Today, we understand very well how the weather affects local, and even global economics. (And in fact, while I was reading Tambora, I heard a radio story on NPR’s Marketplace about the ill-effects of this past long winter on the American economy.) We may also have a better understanding of how the weather, and in particular severe weather, affects literary imagination. It doesn’t take an especially sensitive critic to link the recent popularity of post-apocalyptic novels to headlines like “Climate Change Deemed Growing Security Threat By Military” and “In Sign of Warming, 1,600 Years of Ice in Andes Melts in 25 Years.” But the extent to which the human imagination can actually understand and foresee global environmental change is harder to gauge. It’s telling that many post-apocalyptic novels focus on the survival of an individual or a family or perhaps a very small group of people. The story has to be scaled down, otherwise the prospect of a post-apocalyptic future is too big, or maybe just too depressing, to imagine.

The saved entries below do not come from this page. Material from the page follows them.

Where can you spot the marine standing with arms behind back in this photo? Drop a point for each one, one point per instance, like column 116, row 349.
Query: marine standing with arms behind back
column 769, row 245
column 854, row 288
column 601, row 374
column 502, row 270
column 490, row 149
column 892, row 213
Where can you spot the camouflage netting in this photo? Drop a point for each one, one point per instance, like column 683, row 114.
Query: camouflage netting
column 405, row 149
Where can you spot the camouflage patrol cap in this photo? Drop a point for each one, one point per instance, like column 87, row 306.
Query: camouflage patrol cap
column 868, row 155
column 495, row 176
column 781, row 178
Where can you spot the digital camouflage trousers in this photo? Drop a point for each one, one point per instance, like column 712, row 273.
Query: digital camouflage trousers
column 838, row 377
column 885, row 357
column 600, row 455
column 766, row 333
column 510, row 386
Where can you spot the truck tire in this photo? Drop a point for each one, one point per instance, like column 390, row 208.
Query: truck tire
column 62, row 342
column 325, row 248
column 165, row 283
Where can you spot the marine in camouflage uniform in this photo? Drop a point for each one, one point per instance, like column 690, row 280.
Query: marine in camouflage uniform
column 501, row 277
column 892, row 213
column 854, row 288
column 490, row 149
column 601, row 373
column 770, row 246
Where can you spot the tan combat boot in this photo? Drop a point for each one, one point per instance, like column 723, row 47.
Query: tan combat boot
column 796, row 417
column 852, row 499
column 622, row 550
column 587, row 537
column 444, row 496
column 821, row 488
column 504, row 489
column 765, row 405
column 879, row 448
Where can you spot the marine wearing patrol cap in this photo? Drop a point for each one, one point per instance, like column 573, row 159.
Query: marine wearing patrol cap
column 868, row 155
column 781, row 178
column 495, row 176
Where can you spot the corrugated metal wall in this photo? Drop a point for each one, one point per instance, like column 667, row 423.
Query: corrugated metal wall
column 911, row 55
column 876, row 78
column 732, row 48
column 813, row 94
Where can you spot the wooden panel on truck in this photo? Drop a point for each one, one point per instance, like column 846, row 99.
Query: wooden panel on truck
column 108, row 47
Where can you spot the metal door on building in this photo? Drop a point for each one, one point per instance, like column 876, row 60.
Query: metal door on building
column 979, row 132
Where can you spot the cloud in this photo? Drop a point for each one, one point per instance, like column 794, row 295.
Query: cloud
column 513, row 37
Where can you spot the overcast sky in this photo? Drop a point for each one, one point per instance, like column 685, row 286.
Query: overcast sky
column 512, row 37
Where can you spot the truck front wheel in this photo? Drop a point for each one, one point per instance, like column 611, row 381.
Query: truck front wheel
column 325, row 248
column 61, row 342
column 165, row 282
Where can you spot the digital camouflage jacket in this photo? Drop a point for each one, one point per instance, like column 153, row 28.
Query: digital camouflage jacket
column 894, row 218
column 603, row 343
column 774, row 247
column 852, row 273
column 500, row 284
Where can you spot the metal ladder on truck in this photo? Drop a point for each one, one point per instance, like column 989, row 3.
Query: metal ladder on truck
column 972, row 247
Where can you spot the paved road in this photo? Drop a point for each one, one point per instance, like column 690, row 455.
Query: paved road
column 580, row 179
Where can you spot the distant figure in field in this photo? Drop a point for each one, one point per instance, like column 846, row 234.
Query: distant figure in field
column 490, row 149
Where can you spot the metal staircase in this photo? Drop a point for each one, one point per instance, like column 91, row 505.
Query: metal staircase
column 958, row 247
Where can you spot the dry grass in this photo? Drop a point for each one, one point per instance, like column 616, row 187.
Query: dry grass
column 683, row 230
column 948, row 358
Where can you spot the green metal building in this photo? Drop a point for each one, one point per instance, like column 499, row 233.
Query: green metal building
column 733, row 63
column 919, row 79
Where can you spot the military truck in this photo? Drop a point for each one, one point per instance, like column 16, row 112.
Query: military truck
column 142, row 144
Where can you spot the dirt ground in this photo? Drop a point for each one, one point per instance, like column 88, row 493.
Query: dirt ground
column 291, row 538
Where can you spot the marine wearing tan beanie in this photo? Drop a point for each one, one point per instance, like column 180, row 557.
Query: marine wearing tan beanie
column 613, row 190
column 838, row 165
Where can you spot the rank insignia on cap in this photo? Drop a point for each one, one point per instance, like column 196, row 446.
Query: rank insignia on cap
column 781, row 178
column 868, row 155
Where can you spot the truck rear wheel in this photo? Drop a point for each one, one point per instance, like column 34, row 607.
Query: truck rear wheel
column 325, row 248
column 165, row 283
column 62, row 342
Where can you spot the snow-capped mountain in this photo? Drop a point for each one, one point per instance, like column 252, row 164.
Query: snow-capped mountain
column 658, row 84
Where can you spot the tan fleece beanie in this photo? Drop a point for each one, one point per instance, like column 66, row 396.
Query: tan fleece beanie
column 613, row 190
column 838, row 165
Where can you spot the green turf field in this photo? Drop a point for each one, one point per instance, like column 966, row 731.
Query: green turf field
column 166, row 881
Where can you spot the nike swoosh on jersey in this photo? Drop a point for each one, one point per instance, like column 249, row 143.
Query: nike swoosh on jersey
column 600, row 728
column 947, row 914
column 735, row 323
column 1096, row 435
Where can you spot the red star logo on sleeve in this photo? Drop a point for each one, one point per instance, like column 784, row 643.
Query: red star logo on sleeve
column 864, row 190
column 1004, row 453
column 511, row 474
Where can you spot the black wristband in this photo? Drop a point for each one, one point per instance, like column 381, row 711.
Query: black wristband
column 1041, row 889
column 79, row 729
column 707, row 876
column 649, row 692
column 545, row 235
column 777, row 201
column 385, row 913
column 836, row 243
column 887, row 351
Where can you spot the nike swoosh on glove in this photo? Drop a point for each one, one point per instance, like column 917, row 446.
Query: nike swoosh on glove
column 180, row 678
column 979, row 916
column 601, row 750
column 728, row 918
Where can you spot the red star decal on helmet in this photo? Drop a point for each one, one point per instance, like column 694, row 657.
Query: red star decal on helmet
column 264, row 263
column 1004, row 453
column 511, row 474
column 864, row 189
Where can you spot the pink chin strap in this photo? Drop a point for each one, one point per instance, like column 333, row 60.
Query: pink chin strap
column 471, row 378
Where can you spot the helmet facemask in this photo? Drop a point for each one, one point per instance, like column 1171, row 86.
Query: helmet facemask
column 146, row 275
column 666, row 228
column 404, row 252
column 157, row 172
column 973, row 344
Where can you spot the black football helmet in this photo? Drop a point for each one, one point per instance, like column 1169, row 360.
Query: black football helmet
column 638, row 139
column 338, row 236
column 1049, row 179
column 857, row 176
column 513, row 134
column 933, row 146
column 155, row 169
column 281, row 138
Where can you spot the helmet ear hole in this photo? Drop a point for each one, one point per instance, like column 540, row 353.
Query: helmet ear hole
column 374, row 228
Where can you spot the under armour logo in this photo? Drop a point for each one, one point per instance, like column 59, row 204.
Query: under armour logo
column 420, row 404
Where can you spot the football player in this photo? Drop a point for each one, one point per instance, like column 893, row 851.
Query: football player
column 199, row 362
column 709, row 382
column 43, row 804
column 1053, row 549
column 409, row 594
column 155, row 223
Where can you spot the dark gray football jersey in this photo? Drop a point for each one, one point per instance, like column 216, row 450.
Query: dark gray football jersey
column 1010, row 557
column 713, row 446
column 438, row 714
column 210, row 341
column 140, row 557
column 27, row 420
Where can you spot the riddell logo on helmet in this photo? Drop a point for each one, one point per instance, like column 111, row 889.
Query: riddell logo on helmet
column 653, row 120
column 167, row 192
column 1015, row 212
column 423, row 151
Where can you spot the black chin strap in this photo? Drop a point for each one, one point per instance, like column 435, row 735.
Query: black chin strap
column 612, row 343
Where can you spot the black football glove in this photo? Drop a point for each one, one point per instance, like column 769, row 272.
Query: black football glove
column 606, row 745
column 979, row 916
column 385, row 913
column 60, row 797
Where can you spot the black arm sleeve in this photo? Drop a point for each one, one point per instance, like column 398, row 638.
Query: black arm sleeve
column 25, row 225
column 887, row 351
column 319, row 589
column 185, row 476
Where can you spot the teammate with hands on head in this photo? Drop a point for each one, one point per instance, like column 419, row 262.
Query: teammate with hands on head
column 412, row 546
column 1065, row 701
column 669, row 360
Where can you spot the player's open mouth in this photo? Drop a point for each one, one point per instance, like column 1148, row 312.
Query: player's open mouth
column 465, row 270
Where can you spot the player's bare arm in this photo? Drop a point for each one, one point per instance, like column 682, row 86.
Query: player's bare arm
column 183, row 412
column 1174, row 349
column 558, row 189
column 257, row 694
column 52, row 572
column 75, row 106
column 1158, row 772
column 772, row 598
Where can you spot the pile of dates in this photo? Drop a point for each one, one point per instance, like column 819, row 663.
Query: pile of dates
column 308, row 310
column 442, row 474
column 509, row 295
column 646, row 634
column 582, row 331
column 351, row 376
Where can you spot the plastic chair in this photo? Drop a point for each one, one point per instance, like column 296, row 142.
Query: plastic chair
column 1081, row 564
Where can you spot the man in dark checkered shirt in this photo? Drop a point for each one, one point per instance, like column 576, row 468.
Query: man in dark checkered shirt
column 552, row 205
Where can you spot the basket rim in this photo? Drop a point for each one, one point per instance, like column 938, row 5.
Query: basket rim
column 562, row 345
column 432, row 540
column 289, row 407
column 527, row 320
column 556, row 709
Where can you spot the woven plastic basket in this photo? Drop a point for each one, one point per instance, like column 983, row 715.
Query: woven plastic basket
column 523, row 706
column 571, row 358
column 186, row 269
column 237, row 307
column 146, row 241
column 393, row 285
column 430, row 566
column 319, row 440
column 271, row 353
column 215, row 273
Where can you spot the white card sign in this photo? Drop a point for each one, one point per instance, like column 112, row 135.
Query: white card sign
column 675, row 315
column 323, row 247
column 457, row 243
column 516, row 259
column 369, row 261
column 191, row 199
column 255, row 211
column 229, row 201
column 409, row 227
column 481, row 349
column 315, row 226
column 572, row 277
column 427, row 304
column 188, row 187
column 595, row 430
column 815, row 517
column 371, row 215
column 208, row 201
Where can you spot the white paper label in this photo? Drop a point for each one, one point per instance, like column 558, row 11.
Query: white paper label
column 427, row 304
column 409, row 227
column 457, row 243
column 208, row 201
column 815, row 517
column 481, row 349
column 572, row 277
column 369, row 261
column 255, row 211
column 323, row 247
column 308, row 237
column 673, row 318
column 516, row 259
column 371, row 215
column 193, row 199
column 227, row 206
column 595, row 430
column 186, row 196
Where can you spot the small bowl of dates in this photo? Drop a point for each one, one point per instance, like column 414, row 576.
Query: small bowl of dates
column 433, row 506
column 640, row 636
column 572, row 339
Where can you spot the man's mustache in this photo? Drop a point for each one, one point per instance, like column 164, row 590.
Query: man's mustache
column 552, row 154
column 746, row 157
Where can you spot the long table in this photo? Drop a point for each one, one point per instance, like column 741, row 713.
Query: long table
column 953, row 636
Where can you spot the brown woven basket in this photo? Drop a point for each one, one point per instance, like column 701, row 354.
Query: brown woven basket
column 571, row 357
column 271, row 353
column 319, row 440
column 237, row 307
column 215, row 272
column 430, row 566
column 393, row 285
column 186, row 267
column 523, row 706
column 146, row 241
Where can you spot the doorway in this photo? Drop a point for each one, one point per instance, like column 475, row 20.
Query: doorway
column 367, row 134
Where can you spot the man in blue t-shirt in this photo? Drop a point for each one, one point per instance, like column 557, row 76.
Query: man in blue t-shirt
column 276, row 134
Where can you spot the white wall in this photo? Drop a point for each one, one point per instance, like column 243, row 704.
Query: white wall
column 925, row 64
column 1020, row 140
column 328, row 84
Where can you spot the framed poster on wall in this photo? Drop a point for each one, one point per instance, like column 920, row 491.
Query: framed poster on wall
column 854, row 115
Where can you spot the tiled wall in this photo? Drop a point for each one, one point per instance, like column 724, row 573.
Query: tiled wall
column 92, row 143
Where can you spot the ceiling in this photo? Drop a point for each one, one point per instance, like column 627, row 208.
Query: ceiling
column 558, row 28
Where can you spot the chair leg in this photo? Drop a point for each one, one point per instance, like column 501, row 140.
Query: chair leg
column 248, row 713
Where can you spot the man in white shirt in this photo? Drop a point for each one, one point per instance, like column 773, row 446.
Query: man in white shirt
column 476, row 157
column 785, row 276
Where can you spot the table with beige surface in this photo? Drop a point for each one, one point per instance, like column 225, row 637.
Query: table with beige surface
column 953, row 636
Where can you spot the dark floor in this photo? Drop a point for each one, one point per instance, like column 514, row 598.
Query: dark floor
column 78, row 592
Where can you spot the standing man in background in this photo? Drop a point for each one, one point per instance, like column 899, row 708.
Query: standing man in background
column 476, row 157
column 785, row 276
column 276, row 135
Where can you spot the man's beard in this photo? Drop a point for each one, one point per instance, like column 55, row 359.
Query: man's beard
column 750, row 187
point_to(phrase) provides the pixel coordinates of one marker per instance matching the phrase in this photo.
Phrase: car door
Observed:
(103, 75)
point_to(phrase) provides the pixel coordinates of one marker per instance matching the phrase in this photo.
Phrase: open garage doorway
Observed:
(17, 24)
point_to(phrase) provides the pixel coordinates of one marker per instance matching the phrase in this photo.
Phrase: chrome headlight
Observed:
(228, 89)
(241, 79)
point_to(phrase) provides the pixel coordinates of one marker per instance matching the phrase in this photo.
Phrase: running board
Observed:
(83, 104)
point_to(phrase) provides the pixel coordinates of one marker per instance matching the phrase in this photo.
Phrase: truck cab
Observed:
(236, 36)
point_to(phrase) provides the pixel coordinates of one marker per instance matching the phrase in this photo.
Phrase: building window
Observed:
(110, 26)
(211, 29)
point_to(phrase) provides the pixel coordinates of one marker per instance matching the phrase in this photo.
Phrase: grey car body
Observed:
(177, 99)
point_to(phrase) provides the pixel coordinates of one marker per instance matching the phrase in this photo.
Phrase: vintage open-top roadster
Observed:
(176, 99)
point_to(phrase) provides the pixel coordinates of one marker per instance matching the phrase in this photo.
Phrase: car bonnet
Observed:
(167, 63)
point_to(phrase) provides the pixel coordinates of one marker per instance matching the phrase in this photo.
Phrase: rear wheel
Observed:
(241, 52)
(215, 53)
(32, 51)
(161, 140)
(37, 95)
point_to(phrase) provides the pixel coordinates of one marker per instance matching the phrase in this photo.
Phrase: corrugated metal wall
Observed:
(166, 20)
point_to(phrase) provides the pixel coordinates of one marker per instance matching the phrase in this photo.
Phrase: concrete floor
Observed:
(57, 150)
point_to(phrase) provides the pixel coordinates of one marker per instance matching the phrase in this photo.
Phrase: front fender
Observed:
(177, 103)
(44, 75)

With Tambora, Wood doesn’t have to imagine anything—or maybe it’s fairer to say that he doesn’t have to make anything up. He frequently has to imagine what it would have been like to experience extreme weather, disease, and famine, without any scientific understanding of why it is happening. Wood acknowledges this problem in his preface: “The formidable, occasionally mind-bending challenge in writing this book has been to trace cataclysmic world events the cause of which the historical actors themselves were ignorant.” He sees the eruption of Tambora and its devastating after-effects as a case study for rapid climate change, arguing that the years post-Tambora offer “a rare, clear window onto a world convulsed by weather extremes, with human communities everywhere struggling to adapt to sudden, radical shifts in temperatures and rainfall.” Wood further argues that the influence of Tambora on this period of history has been overlooked because “the Tamborean climate emergency followed hard upon the devastations of the Napoleonic Wars and has always remained in the shadows of that epochal conflict.” I like that Wood uses the word “epochal” to characterize the importance of the Napoleonic Wars, because an epoch is also a unit of geological time and seems to hint at the irony that Wood is exposing: human societies have been mostly profoundly shaped by environmental factors thousands of years in the making, yet we continue to look to recent historical events (usually wars engineered by Great Men) to understand our predicament.